This project evaluates and compares different value function approximation methods in Reinforcement Learning using a range of parametric and non-parametric function approximation models. The parametric models (Neural Network and Linear Model) were implemented under the Deep Q-Network architecture [1] using the PyTorch framework [2] for their training. The non-parametric models (Decision Tree, Random Forest, Support Vector Regression, k-Nearest Neighbours, Gaussian Process) were implemented under the Fitted-Q Iteration architecture [3] and were defined through the Scikit-learn library [4]. Finally, the Online Gaussian Process model was implemented from scratch following the work of [5].
- Neural Network
- Linear Model
- Decision Tree
- Random Forest
- Support Vector Regression
- K-Nearest Neighbours Regression
- Gaussian Processes
- Online Gaussian Processes
- SimpleGridworld
- WindyGridworld
- CartPole
- LunarLander
- Performance
- Reliability
- Sample efficiency
- Training time
- Interpretability
Create and activate virtual environment:
python3 -m venv [name_of_venv]
source [name_of_venv]/bin/activate
Clone repository:
git clone https://github.com/atsiakkas/non_conventional_value_function_approximation.git
Install requirements:
cd non_conventional_value_function_approximation
pip install -e .
https://github.com/uoe-agents/non_conventional_value_function_approximation
agents: Defines the classes of the RL agents:
- DQNAgent
- LinearAgent
- FQIAgent
- OnlineGaussianProcessAgent
custom_envs: Defines the classes of the custom environments:
- SimpleGridworld
- Windygridworld
function_approximators: Defines the classes of the function approximation models:
- ParametricModel
- NeuralNetwork
- LinearModel
- NonParametricModel
- DecisionTree
- RandomForest
- ExtraTrees
- GradientBoostingTrees
- SupportVectorRegressor
- KNeighboursRegressor
- GaussianProcess
- eGaussianProcess
- OnlineGaussianProcess
plots: Scripts (jupyter notebooks) for producing the plots used in the report and saved plots.

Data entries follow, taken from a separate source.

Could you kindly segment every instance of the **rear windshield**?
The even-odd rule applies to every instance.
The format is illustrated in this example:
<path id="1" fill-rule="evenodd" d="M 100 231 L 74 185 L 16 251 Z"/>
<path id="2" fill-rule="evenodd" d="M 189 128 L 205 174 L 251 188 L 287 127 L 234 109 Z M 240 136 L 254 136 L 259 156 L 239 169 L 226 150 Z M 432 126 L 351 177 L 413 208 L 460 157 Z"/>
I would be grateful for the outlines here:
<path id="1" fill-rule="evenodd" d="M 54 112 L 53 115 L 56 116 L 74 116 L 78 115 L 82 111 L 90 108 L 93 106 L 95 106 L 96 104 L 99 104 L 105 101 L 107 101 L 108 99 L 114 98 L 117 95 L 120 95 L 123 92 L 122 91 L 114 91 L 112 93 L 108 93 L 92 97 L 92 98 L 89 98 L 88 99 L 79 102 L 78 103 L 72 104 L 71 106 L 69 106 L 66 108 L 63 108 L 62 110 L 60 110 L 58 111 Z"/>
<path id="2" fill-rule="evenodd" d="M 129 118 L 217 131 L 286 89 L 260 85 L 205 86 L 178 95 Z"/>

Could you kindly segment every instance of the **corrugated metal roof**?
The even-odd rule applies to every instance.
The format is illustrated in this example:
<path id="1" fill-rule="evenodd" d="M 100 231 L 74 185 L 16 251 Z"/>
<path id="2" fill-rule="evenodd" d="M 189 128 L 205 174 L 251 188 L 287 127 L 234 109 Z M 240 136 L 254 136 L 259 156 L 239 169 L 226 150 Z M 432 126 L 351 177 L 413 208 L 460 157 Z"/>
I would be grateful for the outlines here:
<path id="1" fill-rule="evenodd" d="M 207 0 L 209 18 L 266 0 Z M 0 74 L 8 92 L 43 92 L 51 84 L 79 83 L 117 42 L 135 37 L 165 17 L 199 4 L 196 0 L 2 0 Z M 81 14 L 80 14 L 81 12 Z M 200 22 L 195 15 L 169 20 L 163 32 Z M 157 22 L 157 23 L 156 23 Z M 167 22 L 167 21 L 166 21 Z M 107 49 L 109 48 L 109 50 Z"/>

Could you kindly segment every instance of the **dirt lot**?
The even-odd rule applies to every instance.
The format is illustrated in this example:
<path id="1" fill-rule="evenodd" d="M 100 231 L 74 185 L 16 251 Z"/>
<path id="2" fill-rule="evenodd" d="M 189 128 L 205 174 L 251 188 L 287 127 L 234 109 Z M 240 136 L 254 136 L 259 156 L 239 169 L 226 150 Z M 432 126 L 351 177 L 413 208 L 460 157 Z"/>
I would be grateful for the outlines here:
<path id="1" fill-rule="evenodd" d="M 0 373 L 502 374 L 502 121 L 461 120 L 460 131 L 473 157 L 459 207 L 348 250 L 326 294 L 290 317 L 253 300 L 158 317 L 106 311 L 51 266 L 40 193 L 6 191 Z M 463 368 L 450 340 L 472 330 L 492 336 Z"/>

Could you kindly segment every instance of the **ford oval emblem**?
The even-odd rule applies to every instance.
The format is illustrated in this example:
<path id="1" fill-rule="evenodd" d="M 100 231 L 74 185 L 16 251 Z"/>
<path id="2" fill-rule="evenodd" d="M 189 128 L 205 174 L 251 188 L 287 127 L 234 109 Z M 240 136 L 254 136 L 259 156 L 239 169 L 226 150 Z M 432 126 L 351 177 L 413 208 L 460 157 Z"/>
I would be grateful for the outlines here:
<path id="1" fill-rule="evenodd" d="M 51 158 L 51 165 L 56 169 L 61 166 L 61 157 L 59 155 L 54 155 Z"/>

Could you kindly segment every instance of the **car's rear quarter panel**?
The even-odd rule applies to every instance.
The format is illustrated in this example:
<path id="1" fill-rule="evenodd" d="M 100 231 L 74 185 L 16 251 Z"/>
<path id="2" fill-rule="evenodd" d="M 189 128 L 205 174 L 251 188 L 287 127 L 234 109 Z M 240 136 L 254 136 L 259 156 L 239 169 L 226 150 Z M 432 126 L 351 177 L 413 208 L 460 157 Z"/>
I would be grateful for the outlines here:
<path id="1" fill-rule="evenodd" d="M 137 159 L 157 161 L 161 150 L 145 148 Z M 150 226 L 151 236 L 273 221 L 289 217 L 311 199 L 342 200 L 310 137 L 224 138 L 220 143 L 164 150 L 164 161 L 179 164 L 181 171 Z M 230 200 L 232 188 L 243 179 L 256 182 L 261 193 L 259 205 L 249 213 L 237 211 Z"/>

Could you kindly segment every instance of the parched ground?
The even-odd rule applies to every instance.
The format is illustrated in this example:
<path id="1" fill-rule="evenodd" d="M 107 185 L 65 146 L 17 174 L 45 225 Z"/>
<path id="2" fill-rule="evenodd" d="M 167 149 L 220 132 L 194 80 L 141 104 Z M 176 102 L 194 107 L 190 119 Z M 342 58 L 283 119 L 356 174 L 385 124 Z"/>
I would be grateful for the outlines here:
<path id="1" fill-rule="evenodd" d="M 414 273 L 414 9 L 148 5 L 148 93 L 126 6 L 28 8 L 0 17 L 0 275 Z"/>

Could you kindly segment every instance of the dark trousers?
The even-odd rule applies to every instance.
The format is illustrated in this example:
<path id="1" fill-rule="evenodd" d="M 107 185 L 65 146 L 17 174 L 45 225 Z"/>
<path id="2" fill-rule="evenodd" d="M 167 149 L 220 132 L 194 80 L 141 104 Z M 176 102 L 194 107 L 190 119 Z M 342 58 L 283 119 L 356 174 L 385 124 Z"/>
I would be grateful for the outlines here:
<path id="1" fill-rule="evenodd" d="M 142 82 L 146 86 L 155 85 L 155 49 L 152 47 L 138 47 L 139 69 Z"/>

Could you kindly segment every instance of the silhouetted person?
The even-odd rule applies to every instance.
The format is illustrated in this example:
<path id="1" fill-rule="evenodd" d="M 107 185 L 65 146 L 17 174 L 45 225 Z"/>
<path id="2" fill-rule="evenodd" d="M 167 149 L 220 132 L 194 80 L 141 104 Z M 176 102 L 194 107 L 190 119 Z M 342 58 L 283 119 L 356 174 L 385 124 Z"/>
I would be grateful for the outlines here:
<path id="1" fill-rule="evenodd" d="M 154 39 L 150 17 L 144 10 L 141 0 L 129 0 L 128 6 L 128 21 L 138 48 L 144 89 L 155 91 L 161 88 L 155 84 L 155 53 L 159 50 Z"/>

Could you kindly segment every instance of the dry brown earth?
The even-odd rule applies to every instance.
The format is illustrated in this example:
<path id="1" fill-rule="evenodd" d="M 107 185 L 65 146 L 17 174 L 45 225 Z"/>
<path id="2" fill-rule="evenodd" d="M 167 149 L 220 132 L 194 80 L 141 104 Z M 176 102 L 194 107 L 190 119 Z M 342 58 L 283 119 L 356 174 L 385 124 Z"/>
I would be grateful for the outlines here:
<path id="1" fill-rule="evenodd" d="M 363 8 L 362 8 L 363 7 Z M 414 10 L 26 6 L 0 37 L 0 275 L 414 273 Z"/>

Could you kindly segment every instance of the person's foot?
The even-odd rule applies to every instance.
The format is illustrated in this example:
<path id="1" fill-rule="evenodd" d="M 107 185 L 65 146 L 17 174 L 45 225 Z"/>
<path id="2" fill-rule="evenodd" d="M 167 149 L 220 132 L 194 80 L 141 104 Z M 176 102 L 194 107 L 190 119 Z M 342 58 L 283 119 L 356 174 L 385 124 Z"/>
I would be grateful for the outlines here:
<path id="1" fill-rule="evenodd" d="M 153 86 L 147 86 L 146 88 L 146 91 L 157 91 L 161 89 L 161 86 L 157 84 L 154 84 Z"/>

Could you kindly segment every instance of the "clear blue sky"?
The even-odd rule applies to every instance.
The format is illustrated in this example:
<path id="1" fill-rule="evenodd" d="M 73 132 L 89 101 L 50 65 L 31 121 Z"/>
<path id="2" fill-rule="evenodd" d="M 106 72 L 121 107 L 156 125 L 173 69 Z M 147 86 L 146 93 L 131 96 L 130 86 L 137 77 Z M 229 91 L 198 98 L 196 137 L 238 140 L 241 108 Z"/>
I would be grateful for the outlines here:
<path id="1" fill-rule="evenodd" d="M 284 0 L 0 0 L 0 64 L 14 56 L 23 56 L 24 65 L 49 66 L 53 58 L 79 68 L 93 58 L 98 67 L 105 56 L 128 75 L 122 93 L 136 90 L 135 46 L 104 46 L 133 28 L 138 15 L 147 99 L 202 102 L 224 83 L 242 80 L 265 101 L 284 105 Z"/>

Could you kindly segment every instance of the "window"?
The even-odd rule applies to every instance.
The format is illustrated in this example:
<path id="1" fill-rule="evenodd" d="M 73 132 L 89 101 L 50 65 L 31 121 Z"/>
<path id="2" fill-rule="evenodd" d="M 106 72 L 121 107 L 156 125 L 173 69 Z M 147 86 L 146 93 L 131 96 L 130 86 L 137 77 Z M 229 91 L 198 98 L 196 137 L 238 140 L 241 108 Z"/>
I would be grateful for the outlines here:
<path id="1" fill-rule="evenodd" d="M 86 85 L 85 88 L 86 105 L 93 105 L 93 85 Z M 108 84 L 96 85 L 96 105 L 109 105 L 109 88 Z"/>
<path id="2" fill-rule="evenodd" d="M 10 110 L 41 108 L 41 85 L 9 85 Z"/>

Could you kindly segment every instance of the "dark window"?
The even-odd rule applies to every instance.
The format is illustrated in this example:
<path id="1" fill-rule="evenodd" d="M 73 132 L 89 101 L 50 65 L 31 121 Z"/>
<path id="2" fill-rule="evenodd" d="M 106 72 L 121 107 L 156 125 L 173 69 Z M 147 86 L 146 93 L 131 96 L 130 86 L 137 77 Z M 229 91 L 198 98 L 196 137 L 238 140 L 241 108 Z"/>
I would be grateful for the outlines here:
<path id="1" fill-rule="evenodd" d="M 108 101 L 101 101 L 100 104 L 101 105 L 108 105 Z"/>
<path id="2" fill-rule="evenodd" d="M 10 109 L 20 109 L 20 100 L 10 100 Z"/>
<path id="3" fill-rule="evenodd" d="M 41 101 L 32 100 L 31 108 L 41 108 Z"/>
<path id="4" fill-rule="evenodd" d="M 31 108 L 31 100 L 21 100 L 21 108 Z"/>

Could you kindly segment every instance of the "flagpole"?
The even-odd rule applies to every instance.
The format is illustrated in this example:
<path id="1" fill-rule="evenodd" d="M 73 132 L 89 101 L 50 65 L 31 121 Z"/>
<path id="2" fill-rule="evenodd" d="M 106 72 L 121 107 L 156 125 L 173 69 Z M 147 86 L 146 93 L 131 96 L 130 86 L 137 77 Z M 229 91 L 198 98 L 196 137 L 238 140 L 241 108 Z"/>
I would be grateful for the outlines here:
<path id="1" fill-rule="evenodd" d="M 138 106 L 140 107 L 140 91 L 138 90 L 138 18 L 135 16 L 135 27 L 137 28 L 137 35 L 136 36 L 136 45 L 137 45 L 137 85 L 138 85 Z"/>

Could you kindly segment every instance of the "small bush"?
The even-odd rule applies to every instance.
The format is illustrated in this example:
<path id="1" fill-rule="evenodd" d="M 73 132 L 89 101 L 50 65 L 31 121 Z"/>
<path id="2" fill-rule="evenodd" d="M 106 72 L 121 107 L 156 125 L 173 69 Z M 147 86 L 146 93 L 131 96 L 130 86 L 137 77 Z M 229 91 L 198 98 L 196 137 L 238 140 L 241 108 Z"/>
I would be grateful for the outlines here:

results: Saved output of runs (csv files).
train: Scripts (jupyter notebooks and .py files) for training and evaluation.
utils: Defines the training and plotting utility functions.
[1] Mnih, V., Kavukcuoglu, K., Silver, D., Rusu, A.A., Veness, J., Bellemare, M.G., Graves, A., Riedmiller, M., Fidjeland, A.K., Ostrovski, G. and Petersen, S., 2015. Human-level control through deep reinforcement learning. nature, 518(7540), pp.529-533.
[2] Paszke, A., Gross, S., Massa, F., Lerer, A., Bradbury, J., Chanan, G., Killeen, T., Lin, Z., Gimelshein, N., Antiga, L. and Desmaison, A., 2019. Pytorch: An imperative style, high-performance deep learning library. Advances in neural information processing systems, 32.
[3] Ernst, D., Geurts, P. and Wehenkel, L., 2005. Tree-based batch mode reinforcement learning. Journal of Machine Learning Research, 6, pp.503-556.
[4] Pedregosa, F., Varoquaux, G., Gramfort, A., Michel, V., Thirion, B., Grisel, O., Blondel, M., Prettenhofer, P., Weiss, R., Dubourg, V. and Vanderplas, J., 2011. Scikit-learn: Machine learning in Python. the Journal of machine Learning research, 12, pp.2825-2830.
[5] Csató, L. and Opper, M., 2002. Sparse on-line Gaussian processes. Neural computation, 14(3), pp.641-668.